Ireland’s Data Protection Commission said it notified X on Monday that it was opening the inquiry under the 27-nation EU’s strict data privacy regulations, adding to the scrutiny X is facing in Europe and other parts of the world over Grok’s behavior.
Grok sparked a global backlash last month after it started granting requests from X users to undress people with its AI image generation and editing capabilities, including putting females in transparent bikinis or revealing clothing. Researchers said some images appeared to include children. The company later introduced some restrictions on Grok, though authorities in Europe weren’t satisfied.
The Irish watchdog said its investigation focuses on the apparent creation and posting on X of “potentially harmful” nonconsensual intimate or sexualized images containing or involving personal data from Europeans, including children.
X did not respond to a request for comment.
Grok was built by Musk’s artificial intelligence company xAI and is available through X, where its responses to user requests are publicly visible.
The watchdog said the investigation will seek to determine whether X complied with the EU data privacy rules known as GDPR, or the General Data Protection Regulation. Under the rules, the Irish regulator takes the lead on enforcing the bloc’s privacy rules because X’s European headquarters is in Dublin. Violations can result in hefty fines.

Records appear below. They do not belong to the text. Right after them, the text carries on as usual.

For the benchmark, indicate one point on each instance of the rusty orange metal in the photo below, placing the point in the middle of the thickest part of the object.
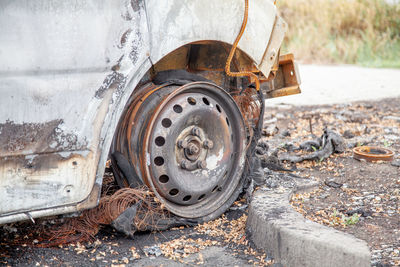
(373, 153)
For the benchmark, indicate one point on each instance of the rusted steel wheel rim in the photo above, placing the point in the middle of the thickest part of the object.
(190, 144)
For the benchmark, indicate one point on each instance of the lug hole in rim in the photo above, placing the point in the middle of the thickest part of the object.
(192, 101)
(163, 179)
(187, 198)
(173, 192)
(205, 101)
(166, 123)
(160, 141)
(178, 109)
(159, 161)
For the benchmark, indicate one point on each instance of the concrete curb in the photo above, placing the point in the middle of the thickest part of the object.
(274, 226)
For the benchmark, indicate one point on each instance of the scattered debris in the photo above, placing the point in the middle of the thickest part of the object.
(333, 184)
(373, 153)
(329, 143)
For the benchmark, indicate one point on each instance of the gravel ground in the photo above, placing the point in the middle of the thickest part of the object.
(358, 197)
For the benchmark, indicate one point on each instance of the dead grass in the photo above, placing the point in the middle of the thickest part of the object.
(365, 32)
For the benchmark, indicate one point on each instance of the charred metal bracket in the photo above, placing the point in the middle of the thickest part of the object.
(286, 80)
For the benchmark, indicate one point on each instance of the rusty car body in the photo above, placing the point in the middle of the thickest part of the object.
(70, 70)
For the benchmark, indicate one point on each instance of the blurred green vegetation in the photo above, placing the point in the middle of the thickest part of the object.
(363, 32)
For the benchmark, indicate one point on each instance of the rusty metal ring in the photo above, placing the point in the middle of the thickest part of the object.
(373, 153)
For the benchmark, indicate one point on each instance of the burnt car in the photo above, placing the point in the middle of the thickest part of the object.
(168, 90)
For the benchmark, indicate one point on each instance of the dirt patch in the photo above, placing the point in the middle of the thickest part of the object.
(356, 197)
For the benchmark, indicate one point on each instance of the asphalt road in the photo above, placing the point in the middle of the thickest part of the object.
(336, 84)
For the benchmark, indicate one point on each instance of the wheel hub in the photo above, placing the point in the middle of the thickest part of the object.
(188, 145)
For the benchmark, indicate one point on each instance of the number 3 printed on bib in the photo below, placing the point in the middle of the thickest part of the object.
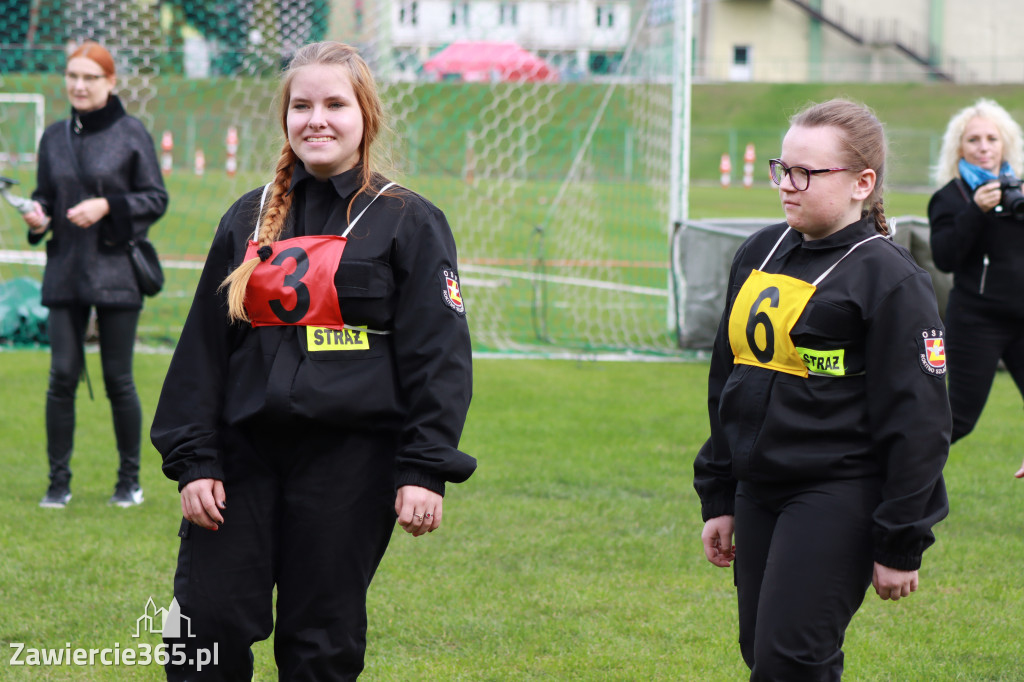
(763, 315)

The regulator “has been engaging” with X since media reports started circulating weeks earlier about “the alleged ability of X users to prompt the @Grok account on X to generate sexualized images of real people, including children,” Deputy Commissioner Graham Doyle said in a press statement.
Spain’s government has ordered prosecutors to investigate X, Meta and TikTok for alleged crimes related to the creation and proliferation of AI-generated child sex abuse material on their platforms, Spanish Prime Minister Pedro Sánchez said on Tuesday.
“These platforms are attacking the mental health, dignity and rights of our sons and daughters,” Sánchez wrote on X.
Spain announced earlier this month that it was pursuing a ban on access to social media platforms for under-16s.
Earlier this month, French prosecutors raided X’s Paris offices and summoned Musk for questioning. Meanwhile, the data privacy and media regulators in Britain, which has left the EU, have opened their own investigations into X.
The platform is already facing a separate EU investigation from Brussels over whether it has been complying with the bloc’s digital rulebook for protecting social media users that requires platforms to curb the spread of illegal content such as child sexual abuse material.